TransCelerate BioPharma has launched BioCelerate, a new subsidiary that aims to improve efficiencies in preclinical research. The six initial biopharmaceutical companies committed to launching BioCelerate include Boehringer Ingelheim, Bristol-Myers Squibb, Lilly, GlaxoSmithKline, Novo Nordisk, and Shionogi. Each of these organizations are also member companies of TransCelerate BioPharma, a condition for participation in BioCelerate, and will lead the first initiative, Toxicology Data Sharing, which will enable access to a broader cross-company set of toxicology data.
“TransCelerate’s commitment to collaboration has laid the foundation for the creation of BioCelerate,” says Dalvir Gill, Ph.D., CEO, TransCelerate BioPharma. “It is because of TransCelerate’s successful track record in the clinical development space that a subset of its members have decided to leverage that infrastructure, governance model and methodologies for preclinical research. BioCelerate, like TransCelerate, will focus on pragmatic and tangible solutions to common challenges with the end goal of improving drug development efficiency and bringing new medicines to patients faster. The organization will seek to actively collaborate with multiple stakeholders to enhance the resources dedicated to solving these issues and will also ensure visibility of projects to regulatory agencies.”
Ogilvy CommonHealth Worldwide Agency to Address Needs of Smaller Clients
Ogilvy CommonHealth Worldwide (OCHWW), the health behavior change specialists of Ogilvy & Mather and a WPP company, has launched a new agency — Ogilvy CommonHealth Nano — created to serve the distinct brand needs of small to midsize healthcare companies.

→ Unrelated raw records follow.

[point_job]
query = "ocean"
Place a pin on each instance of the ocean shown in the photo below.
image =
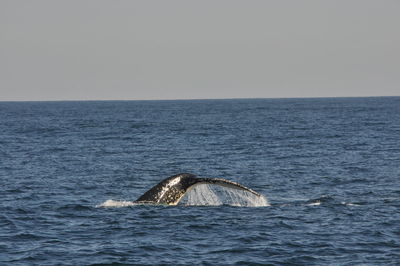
(328, 167)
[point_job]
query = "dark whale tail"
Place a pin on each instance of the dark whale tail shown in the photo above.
(171, 190)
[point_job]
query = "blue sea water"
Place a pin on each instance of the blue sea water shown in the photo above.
(329, 167)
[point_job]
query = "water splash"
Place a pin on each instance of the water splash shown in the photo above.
(214, 195)
(115, 203)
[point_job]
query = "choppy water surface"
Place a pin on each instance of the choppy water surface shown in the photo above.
(329, 168)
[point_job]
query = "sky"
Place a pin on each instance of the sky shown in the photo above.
(187, 49)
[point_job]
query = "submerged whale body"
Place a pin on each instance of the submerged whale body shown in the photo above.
(171, 190)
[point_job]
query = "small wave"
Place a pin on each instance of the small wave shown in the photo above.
(116, 204)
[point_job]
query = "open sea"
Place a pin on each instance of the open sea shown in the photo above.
(329, 168)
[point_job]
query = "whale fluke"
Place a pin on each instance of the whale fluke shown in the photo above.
(171, 190)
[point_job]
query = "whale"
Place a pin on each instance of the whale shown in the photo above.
(172, 189)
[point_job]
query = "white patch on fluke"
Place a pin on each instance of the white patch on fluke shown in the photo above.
(168, 186)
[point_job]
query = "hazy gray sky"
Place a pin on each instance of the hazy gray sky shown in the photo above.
(169, 49)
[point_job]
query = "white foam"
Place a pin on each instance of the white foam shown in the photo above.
(115, 203)
(214, 195)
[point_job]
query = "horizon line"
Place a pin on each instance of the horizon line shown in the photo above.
(202, 99)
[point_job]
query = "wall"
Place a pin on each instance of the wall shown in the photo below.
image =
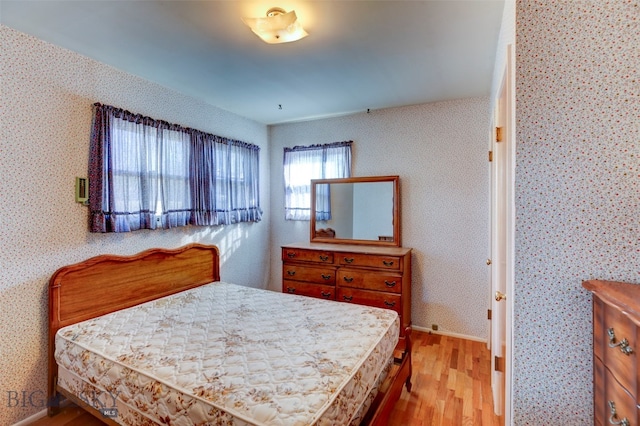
(45, 121)
(439, 151)
(577, 192)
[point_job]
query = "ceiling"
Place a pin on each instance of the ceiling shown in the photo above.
(359, 55)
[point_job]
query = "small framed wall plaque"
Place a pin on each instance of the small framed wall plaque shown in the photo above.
(82, 190)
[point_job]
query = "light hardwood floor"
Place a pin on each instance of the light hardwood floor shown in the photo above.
(451, 387)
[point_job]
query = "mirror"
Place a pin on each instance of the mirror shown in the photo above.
(362, 210)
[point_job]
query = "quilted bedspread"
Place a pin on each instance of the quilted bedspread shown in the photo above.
(229, 354)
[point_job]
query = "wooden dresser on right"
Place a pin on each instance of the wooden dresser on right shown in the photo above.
(616, 343)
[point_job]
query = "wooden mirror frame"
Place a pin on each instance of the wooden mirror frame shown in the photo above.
(322, 236)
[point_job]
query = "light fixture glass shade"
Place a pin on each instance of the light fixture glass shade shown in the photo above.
(277, 26)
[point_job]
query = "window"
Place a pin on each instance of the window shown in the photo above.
(303, 163)
(146, 173)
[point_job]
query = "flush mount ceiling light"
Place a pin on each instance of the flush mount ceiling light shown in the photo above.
(277, 27)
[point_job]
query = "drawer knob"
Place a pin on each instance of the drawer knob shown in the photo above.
(614, 416)
(623, 344)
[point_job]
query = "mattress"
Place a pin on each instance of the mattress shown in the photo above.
(232, 355)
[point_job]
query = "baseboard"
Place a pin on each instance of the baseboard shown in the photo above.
(32, 418)
(449, 333)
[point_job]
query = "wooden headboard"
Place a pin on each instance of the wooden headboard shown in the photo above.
(108, 283)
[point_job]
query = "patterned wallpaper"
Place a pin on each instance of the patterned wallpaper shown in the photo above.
(45, 120)
(439, 150)
(577, 192)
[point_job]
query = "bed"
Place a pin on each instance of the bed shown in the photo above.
(157, 338)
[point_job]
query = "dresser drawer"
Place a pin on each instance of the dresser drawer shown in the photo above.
(612, 396)
(369, 261)
(318, 256)
(377, 299)
(309, 274)
(616, 344)
(312, 290)
(369, 280)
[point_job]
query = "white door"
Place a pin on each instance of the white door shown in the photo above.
(502, 225)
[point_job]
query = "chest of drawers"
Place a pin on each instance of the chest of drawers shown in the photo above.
(366, 275)
(616, 342)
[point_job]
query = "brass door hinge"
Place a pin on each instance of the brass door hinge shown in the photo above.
(498, 364)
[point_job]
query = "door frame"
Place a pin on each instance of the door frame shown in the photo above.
(507, 162)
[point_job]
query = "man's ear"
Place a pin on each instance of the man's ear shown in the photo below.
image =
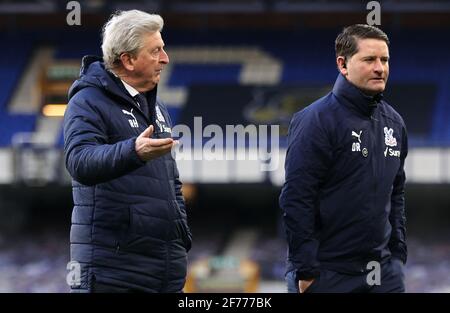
(341, 63)
(127, 61)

Ogilvy CommonHealth Nano is a full-service, integrated healthcare agency with services and processes that provide smaller client companies with customized marketing experiences across the landscapes of pharma, biotech, devices, diagnostics, OTCs, and digital health. Leading the agency is newly appointed general manager Peter Rooney.
“As we continue to diversify our client roster, we recognize the need to adapt our business approach with these small to midsize healthcare companies,” says Darlene Dobry, an OCHWW managing partner. “These companies are often very nimble and efficient, streamlined in their decision-making, and open to new and untested ideas.”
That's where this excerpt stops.